If $\lambda$ is close to an eigenvalue of $M_{n-1}$, this makes the minor $M_{n-1}-\lambda I$ ill-conditioned.  This allows the vector $u'$ to be quite large compared to $u_n$, which (since u is normalised to be of unit size) makes $u_n$ small.  Crunching the numbers, one can show that an eigenvalue gap of size $O(1/\sqrt{n})$ translates (using the random nature of X) to a bound of about $O(1/\sqrt{n})$ on $u_n$ (ignoring logs).  By symmetry, we get a similar bound for the other coefficients of u, thus the coefficients of u are extremely uniform in magnitude (i.e. the eigenvector is delocalised).

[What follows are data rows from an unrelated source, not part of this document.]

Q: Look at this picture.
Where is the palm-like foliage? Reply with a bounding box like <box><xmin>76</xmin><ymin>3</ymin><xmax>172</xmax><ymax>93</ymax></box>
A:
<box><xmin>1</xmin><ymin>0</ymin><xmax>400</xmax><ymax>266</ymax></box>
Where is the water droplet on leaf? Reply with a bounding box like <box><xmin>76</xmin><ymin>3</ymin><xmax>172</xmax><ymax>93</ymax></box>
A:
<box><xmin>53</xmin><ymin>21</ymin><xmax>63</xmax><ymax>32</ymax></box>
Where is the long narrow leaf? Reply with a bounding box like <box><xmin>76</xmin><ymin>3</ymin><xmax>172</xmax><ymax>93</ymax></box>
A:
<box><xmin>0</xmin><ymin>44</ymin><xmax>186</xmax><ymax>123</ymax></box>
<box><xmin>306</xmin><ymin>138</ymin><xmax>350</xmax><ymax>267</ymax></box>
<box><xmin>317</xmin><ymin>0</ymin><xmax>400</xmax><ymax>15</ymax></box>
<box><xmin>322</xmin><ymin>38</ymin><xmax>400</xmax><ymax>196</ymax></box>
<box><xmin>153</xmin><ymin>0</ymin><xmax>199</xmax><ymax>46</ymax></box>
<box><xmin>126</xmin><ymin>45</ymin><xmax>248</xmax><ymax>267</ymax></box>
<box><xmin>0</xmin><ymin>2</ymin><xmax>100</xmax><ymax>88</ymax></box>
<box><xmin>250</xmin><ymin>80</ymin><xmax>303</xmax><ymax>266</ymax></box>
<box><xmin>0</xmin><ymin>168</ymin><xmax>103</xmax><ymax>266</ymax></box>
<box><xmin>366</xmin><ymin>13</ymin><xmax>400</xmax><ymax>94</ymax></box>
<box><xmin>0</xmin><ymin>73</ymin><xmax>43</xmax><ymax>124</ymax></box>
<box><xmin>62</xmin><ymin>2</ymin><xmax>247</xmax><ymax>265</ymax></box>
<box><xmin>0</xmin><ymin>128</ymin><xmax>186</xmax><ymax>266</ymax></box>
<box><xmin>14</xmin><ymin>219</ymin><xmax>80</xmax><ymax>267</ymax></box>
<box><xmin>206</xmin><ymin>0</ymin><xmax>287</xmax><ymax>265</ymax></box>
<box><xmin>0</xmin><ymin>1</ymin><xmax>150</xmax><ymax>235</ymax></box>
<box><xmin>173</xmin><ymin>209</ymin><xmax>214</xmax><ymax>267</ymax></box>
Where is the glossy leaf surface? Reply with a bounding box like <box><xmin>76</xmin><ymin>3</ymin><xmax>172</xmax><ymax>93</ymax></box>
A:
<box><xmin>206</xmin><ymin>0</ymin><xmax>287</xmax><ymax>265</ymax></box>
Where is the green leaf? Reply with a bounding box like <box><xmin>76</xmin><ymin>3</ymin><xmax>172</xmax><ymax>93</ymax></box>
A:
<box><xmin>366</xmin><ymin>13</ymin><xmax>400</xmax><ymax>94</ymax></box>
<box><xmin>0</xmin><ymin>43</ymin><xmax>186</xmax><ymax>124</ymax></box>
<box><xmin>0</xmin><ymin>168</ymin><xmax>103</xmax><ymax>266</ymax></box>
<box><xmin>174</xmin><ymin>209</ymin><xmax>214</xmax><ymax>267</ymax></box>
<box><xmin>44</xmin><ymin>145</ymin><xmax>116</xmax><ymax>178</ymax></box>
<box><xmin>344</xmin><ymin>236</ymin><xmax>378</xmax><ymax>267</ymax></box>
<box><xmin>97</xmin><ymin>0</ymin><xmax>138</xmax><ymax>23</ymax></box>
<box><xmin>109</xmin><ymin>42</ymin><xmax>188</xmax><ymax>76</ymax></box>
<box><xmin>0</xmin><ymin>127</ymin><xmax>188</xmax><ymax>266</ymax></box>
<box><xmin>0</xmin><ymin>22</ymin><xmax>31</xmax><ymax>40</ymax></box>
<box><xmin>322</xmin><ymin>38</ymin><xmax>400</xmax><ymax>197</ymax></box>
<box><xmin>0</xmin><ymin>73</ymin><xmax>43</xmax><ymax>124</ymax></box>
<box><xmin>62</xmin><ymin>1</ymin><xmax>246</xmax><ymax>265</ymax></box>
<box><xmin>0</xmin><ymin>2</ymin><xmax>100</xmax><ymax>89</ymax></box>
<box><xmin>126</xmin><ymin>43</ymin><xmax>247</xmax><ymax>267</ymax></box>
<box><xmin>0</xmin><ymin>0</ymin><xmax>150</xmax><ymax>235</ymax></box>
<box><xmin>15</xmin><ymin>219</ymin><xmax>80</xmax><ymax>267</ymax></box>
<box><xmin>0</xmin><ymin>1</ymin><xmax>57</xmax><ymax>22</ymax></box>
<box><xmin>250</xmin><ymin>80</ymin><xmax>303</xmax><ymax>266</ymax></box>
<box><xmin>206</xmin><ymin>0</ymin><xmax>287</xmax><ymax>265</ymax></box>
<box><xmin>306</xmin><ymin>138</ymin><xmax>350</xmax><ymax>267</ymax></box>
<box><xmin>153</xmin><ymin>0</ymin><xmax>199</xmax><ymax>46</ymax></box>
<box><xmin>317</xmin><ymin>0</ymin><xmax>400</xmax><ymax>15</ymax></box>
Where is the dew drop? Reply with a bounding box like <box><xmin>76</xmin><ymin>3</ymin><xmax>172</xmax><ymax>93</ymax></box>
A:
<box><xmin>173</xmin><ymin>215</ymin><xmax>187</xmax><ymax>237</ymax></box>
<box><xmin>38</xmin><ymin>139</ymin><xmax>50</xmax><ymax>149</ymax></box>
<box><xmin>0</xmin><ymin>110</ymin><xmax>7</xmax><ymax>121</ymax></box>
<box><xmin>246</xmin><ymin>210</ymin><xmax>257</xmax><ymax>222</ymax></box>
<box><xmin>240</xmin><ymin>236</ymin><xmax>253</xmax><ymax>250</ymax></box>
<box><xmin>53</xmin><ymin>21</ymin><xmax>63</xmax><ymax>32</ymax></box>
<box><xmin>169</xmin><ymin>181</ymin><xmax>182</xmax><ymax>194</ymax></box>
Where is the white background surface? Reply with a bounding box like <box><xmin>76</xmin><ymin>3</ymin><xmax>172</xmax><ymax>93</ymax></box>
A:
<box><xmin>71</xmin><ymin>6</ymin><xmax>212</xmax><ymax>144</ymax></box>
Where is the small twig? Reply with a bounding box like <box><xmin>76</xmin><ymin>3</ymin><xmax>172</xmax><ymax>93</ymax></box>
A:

– Why delocalisation is needed –

The delocalisation of eigenvectors is an essential ingredient in our Lindeberg-style proof of universality, in which we replace the coefficients of $M_n$ with a better understood distribution (e.g. a gaussian distribution) one at a time.  In order to keep the errors under control, it is necessary that the effect of any given coefficient of $M_n$ on an eigenvalue $\lambda_i$ is significantly less than the mean spacing between eigenvalues.  On the other hand, if one modifies the (p,q) coefficient $x_{pq}$ of $M_n$ by O(1), then the Hadamard variation formula (see this previous blog post) suggests that the eigenvalue $\lambda_i$ should move by about $O( |u_{i,p}| |u_{i,q}| )$, where $u_{i,p}$ is the p^th coordinate of the unit eigenvector $u_i$ corresponding to $\lambda_i$.  With delocalisation, these coefficients have size about $O(1/\sqrt{n})$, leading to a total movement of $O(1/n)$, which is indeed smaller than the mean spacing ($n^{-1/2}$ in the bulk, $n^{-1/6}$ at the extreme edge).

[Note there is a bit of room here; one could accept a somewhat weaker delocalisation result, conceding some powers of n, but one would need more moment assumptions on the distribution to compensate for this (one has to perform a higher order Taylor expansion before the net error terms become acceptable again.]